Paris Review

First Published in Tabletop Gaming Magazine

26th February 2025

We shouldn’t see the effort. That’s the key. Whether it’s Gene Kelly gliding across the floor, defying gravity or Tiago Alcantara impudently switching play, it’s the result of the effort we see, not the effort itself. We don’t need to see the sweat and the setbacks, the self-doubt and despair. That is for the creator and not the consumer because that is the magic. Even though it’s far from it, to us, it seems effortless. See the guts of the machine and a part of the magic is lost.

Paris from Wolfgang Kramer and Michael Kiesling is an immaculately engineered machine, propelled forward by masterfully crafted pieces, expertly put together, a lot of sweat must have gone into honing this game. Honing what we see. We get the result of all of that work though. Even though it’s far from it, to us, it seems effortless.

It is also a game, and this is no surprise from such veteran designers, that harkens back to a tired old credo that is, nevertheless, at the heart of good gaming. It is almost criminally easy to learn but so deep that through a single play of Paris, different game states emerge, different strategies reveal themselves and at the end, as you’re totting up your points you can’t wait to dive back in because the design is so crystal clear that you can see what you’ve done wrong and you’re thirsty to rectify it.

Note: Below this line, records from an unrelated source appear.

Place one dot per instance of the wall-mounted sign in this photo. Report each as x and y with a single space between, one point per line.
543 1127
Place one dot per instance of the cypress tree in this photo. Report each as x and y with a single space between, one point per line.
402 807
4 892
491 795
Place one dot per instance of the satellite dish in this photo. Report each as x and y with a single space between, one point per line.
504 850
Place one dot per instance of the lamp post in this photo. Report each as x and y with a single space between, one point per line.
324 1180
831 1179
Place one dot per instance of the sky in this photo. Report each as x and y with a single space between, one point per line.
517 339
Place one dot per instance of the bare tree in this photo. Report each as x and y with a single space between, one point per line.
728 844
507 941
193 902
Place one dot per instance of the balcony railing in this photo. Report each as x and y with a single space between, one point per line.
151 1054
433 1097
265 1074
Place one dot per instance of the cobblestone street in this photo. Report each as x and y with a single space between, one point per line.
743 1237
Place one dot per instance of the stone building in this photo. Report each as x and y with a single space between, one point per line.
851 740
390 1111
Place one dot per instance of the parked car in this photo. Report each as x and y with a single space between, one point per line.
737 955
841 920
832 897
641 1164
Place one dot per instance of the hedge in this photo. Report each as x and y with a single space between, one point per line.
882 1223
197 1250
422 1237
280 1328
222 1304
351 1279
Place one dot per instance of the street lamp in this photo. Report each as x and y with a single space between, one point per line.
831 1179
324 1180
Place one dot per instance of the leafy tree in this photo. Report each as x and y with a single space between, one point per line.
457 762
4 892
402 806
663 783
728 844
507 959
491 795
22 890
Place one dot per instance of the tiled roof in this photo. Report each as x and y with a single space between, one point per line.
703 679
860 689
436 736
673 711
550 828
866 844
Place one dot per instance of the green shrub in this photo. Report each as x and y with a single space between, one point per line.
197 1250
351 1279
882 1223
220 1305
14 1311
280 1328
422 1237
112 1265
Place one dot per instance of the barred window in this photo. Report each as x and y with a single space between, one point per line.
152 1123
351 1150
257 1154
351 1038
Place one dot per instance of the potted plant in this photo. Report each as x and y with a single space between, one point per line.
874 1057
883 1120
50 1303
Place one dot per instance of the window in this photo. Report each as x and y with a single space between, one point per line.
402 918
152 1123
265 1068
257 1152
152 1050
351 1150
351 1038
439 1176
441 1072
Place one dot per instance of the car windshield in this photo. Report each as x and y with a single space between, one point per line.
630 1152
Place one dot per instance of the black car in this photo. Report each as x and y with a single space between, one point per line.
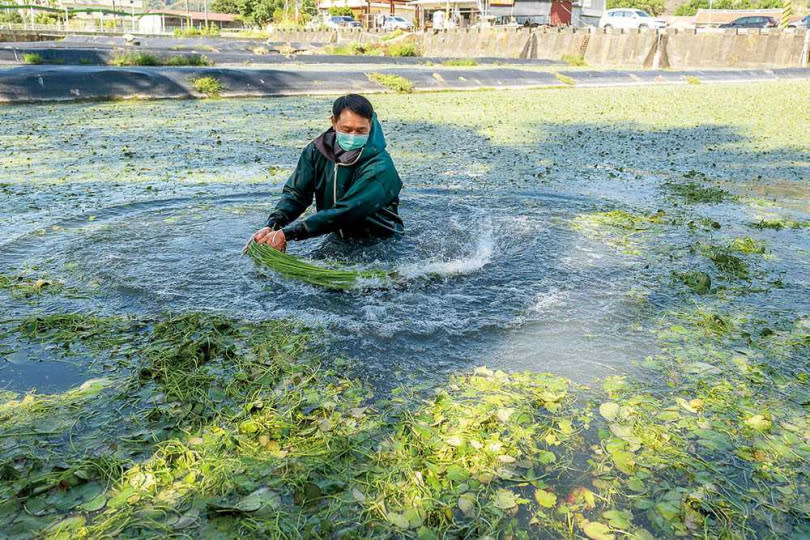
751 22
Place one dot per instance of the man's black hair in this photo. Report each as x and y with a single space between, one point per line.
355 103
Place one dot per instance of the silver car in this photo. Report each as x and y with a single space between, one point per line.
802 24
632 19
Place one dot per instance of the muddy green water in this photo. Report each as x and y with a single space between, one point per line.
145 205
570 232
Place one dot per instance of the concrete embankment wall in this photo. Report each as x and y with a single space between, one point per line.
770 48
637 48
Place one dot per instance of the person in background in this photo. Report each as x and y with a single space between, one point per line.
350 176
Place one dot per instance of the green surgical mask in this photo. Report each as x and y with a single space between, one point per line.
348 141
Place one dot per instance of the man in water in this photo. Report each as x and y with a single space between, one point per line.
350 175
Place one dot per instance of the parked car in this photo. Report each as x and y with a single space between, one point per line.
751 22
396 22
333 22
803 24
630 18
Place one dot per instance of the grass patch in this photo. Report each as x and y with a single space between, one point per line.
188 60
393 35
211 30
266 440
33 58
694 193
779 224
136 59
699 282
565 79
727 263
402 49
398 84
575 60
460 62
21 286
210 86
748 245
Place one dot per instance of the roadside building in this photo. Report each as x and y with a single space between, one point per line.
157 21
711 18
370 13
443 14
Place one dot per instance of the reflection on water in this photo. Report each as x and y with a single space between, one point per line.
496 280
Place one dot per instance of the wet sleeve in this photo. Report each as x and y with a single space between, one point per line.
369 193
297 193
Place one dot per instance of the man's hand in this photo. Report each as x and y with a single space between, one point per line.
274 239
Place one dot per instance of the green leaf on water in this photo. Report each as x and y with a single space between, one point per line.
544 498
609 410
505 499
597 531
95 504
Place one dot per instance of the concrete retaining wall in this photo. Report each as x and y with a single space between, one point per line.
614 48
730 49
600 48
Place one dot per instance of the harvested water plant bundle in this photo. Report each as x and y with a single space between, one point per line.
328 278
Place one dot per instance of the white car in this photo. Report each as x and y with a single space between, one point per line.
631 19
395 22
803 24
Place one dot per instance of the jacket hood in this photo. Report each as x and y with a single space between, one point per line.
327 145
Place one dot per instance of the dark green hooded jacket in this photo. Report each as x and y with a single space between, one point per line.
356 193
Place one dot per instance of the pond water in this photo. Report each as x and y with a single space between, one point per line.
144 207
649 243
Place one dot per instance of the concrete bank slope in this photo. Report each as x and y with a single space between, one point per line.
65 83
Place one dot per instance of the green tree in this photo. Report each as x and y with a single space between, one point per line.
226 6
653 7
10 16
340 11
690 8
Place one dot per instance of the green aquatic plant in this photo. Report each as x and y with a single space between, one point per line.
286 446
398 84
188 60
460 62
21 286
33 58
693 193
135 59
619 228
575 60
748 245
780 223
329 278
209 86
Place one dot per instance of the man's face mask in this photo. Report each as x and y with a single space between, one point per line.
349 141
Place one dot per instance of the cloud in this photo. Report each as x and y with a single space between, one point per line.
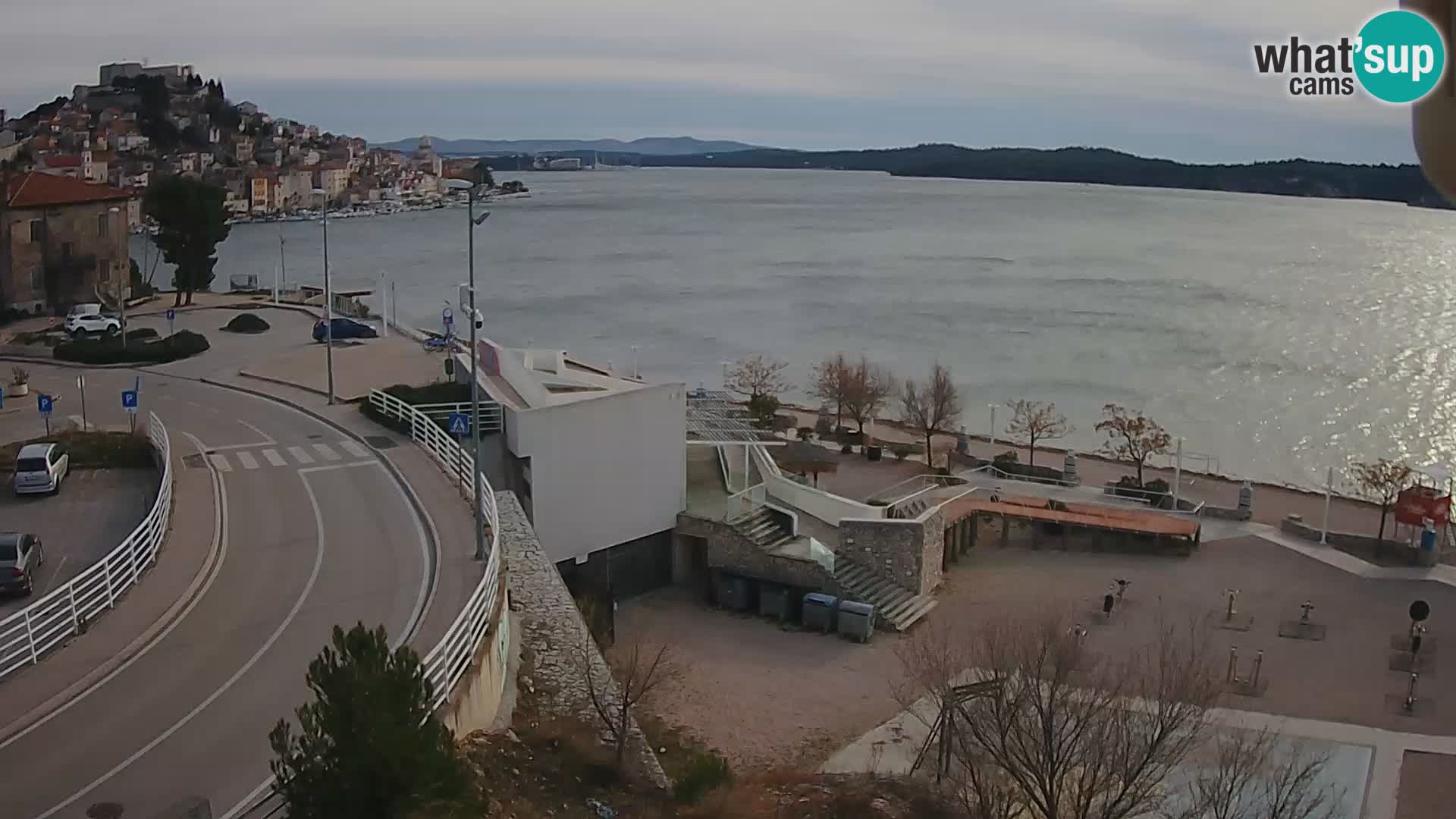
1142 58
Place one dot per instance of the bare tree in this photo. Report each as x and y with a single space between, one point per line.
1131 436
756 376
930 407
1382 483
1036 420
637 672
829 382
867 388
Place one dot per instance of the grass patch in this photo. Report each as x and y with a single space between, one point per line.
91 449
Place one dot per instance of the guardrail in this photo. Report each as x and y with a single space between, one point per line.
450 657
64 613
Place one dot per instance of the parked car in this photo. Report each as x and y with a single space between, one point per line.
19 557
41 468
344 328
89 318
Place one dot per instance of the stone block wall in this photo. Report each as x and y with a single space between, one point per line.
908 553
554 634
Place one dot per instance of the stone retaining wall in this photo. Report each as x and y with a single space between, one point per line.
554 634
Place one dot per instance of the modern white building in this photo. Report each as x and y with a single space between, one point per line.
598 458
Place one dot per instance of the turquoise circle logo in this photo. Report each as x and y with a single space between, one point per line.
1401 55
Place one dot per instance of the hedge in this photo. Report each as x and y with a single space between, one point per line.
109 350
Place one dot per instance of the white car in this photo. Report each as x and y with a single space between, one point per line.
88 318
41 468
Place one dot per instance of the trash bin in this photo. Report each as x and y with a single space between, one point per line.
856 620
733 592
820 611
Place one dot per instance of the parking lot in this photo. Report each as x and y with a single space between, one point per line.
88 518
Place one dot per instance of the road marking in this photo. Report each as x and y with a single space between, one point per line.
180 725
218 550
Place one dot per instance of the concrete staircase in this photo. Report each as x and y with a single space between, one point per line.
894 605
764 528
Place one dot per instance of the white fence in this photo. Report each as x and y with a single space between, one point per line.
447 662
64 613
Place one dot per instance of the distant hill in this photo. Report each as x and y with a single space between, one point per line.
1101 167
658 146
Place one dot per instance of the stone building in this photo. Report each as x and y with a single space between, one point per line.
60 240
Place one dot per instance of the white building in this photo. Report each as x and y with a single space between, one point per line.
598 458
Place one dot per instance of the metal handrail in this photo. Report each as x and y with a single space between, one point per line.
450 657
64 613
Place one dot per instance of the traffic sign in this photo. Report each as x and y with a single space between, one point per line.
459 425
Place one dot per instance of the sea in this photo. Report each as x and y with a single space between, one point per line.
1277 337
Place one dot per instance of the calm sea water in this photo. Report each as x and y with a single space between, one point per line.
1282 335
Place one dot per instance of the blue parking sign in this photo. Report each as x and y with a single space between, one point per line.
459 425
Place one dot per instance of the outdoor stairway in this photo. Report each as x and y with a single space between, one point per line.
893 605
762 526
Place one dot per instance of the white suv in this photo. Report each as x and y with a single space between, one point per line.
88 318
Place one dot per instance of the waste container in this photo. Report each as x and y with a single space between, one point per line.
774 601
819 611
856 620
733 592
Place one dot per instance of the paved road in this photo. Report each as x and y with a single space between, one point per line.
315 532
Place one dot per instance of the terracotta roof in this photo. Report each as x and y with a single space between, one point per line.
44 190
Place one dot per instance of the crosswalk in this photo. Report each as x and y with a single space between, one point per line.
280 455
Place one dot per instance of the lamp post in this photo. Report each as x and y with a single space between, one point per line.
328 295
475 379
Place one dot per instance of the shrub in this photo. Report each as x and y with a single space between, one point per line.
246 322
705 773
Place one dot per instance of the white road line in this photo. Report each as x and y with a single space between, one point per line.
180 725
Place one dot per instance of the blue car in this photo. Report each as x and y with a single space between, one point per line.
344 328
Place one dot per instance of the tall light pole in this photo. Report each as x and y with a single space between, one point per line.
328 295
469 186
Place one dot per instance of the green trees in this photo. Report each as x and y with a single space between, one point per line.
369 746
191 222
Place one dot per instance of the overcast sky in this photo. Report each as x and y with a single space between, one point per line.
1163 77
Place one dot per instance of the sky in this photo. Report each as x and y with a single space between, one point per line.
1158 77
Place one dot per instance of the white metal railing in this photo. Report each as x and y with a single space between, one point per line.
64 613
450 659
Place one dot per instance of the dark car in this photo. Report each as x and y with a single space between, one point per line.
19 557
344 328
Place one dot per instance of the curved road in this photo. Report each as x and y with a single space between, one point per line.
312 531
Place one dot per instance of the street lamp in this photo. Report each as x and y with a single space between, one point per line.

Paris is like MSG drenched crisps or a pint that goes down just right on a summer day, irresistibly moreish.

In Paris, players take on the roles of property moguls seeking to get in on the ground floor of Parisian real estate and build themselves up into being the owners of the really decadent buildings.

The board starts empty with nothing to buy. Players, on their turn, will place a building on the board. Seeding the potential purchasing opportunities.

Players also start with a certain number of keys in their colour. As an action, after you’ve placed a building on the board, you can place a key onto a bank in one of Paris’s districts, this will yield you the money you need to enter the market but will tie that key to that district. Or you can place on the Arc de Triomphe, you won’t get any money for this but when you want to buy a building subsequently, you can go to any district on the board.

Your other option is to buy. All buildings have a numerical value and are placed in the corresponding space. To buy is simple, pay the value of the building and put your key on it. Later you can upgrade to higher value buildings by paying the difference between the two.

End game scoring in districts is a form of area control, with the player holding the higher value in buildings getting the majority of the points. Act ostentatiously though, and skip the lower value buildings and you’ll be skipping over the heart of the game – the bonus track.

In most games bonuses are just that, a petit bon-bon that puts a glaze on success or ameliorates failure but in this game they are the engine that whisks you through to the end.

You can go as far forward as you want on the bonus track but you can never go back and, of course, the bonuses get more juicy the further along you go. They include things like resources or money, but later on its huge scoring opportunities or extra keys which are incredibly valuable. Which poses the dilemma. Do I creep along the bonus track and hoover everything up but risk that juicy scoring tile being snaffled by someone else or do I just leap forward and leave all that money on the table? Also these tiles can mould your game and dictate your moves. They are a strategy guide built into the mechanisms of the game.

What is so astonishing though is how well these bonuses have been designed in relation to one another. So much work has been done for you here. The bonuses bounce off each other, ricochet across the board and knock your scoring marker up the track and the result of this is that you feel super clever.

There are zero rough edges in this game. It is carpentry of the first order. This is a game that would fit perfectly in the Sun King’s palace next to all of the Boulle Work. Also, I still can’t get away from the fact that, for all of the depth and complexity here there are only four pages of rules.

Every time I’ve played this game I’ve got to the end feeling exhilarated and satisfied. Paris is a game that gives you the intellectual stimulation of a discussion in a coffee house on the Rive Droite and all of the visceral excitement of a night on the Rive Gauche.